The Reuters account tied the start of the sharp selling to Broadcom’s quarterly report on Thursday (June 4). While Broadcom had been one of the winners of the AI surge, the report said demand for its custom AI chips fell short of Wall Street expectations. That shortfall fed concerns that the AI trade had moved too far ahead of fundamentals.

The report also described how “buy the dip” had become a profitable playbook for more than a year. A break in that pattern can amplify volatility, particularly in sectors dominated by momentum positioning.

Market impact: concentration risk and index-level sensitivity

The provided context repeatedly emphasised how much of the market’s advance has depended on a small set of stocks. One passage stated that almost 80% of the S&P 500’s 11% gain this year is coming from just 10 companies, all in technology, with seven being semiconductor stocks. It also stated that Micron and Nvidia are the two biggest contributors.

That concentration is why earnings from Nvidia and Micron are being treated as key risk events. If results and guidance meet expectations, it can stabilise sentiment in a market where AI infrastructure is driving a large share of earnings growth. If they fall short, the effect can quickly spill into sector ETFs, chip indices, and the Nasdaq.

Key figures mentioned across the reports

ItemFigureContext/source in provided text
AI infrastructure share of S&P 500 EPS growth (this quarter)~60%Goldman Sachs strategist Ben Snider estimate
Top 10 stocks share of S&P 500 earnings growth (Q2)~75%Goldman Sachs strategist Ben Snider estimate
Share of Q2 S&P 500 earnings growth from MU, NVDA, XOM, AVGO~54%Goldman Sachs strategist Ben Snider estimate
One-day semiconductor market value wiped~$1.3 trillionReuters-cited report
Forward P/E multiples citedNVDA 21x, MU 10x, AVGO 24x, SNDK 14x, S&P 500 21.5xBusiness Insider-cited report

What to watch next

The immediate focus is on whether earnings and guidance from key AI supply-chain names can justify expectations embedded in both prices and positioning. Micron was flagged as set to announce earnings on Wednesday, while Nvidia remains central to the broader AI infrastructure narrative.

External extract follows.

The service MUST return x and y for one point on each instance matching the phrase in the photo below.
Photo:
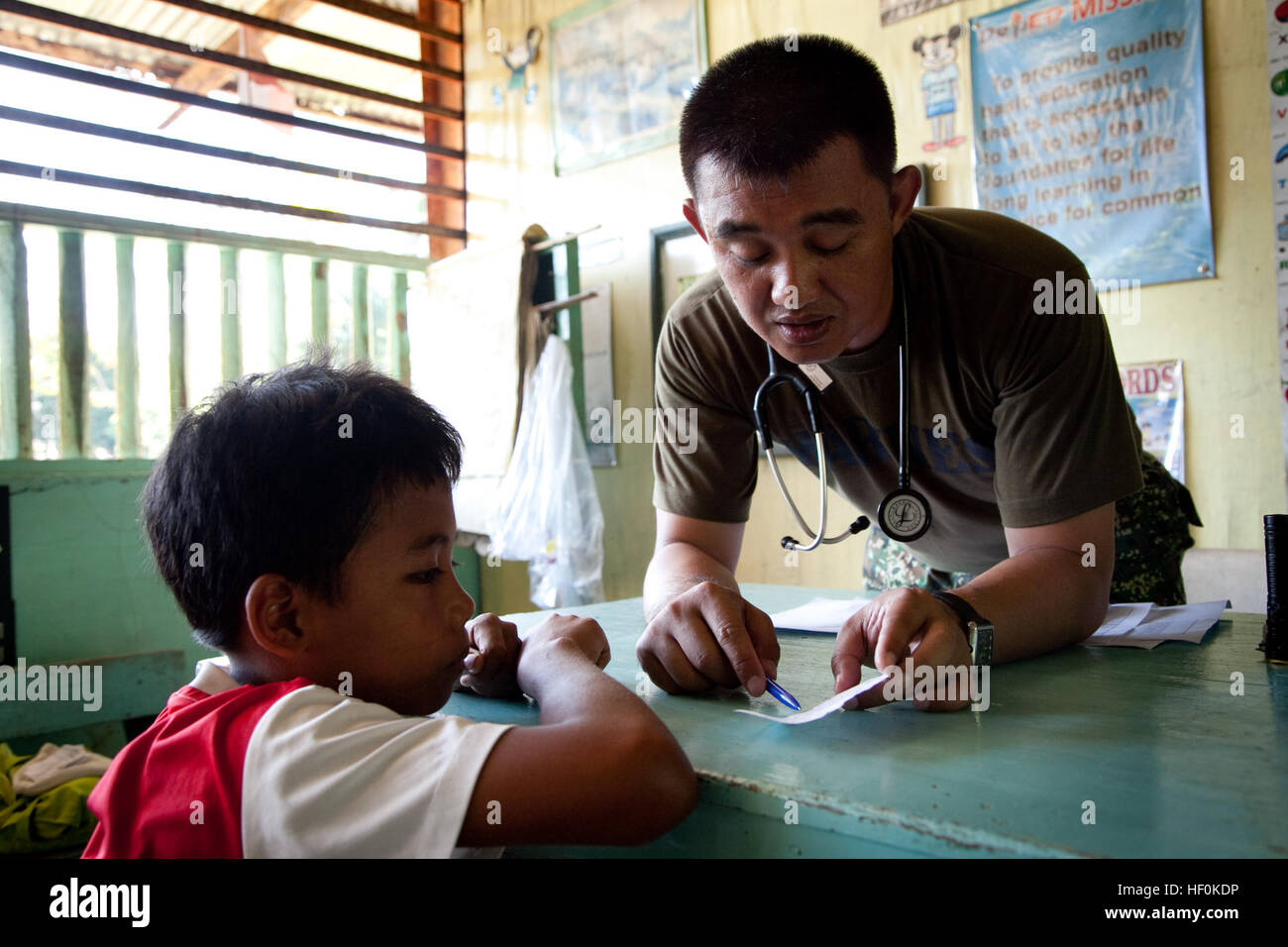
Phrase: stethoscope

Investors are also watching how macro signals like the Fed’s inflation stance and jobs-related risk-off moves interact with high-valuation, high-expectation sectors.

For markets, the issue is not only whether AI demand is strong, but whether it is strong enough to prevent sentiment-driven drawdowns in a trade that has become increasingly concentrated and crowded.

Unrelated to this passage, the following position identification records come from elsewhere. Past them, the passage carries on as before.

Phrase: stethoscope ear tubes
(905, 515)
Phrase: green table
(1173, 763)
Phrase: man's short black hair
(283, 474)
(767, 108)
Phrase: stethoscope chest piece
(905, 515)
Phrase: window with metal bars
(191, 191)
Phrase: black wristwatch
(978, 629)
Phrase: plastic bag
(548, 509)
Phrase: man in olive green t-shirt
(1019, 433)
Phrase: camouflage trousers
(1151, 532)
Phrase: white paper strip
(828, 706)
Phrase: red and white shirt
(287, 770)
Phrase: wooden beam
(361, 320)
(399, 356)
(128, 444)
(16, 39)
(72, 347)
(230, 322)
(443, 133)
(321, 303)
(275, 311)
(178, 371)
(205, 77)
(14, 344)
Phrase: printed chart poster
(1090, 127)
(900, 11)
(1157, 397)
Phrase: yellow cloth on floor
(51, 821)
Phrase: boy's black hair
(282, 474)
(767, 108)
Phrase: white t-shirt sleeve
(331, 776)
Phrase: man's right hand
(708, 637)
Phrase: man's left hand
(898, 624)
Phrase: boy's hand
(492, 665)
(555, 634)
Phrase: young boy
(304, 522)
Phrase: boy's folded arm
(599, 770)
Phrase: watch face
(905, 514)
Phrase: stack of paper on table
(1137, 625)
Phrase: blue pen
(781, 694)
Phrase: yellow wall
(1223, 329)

Frequently Asked Questions

Because AI infrastructure stocks are estimated to drive nearly 60% of S&P 500 EPS growth this quarter, and Micron and Nvidia are among the biggest contributors to that growth.
The text links the shift to a hawkish Federal Reserve message indicating inflation remains too high, prompting investors to turn risk-averse and sell top performers.
The cited figures were 21 times forward earnings for Nvidia and 10 times forward earnings for Micron, compared with about 21.5 times for the S&P 500.
Reuters was cited saying about $1.3 trillion in semiconductor market value vanished in less than 24 hours.
Tom Essaye, as cited, argued that unusually low valuations despite strong narratives may signal market scepticism that the earnings potential from the AI boom will be realised.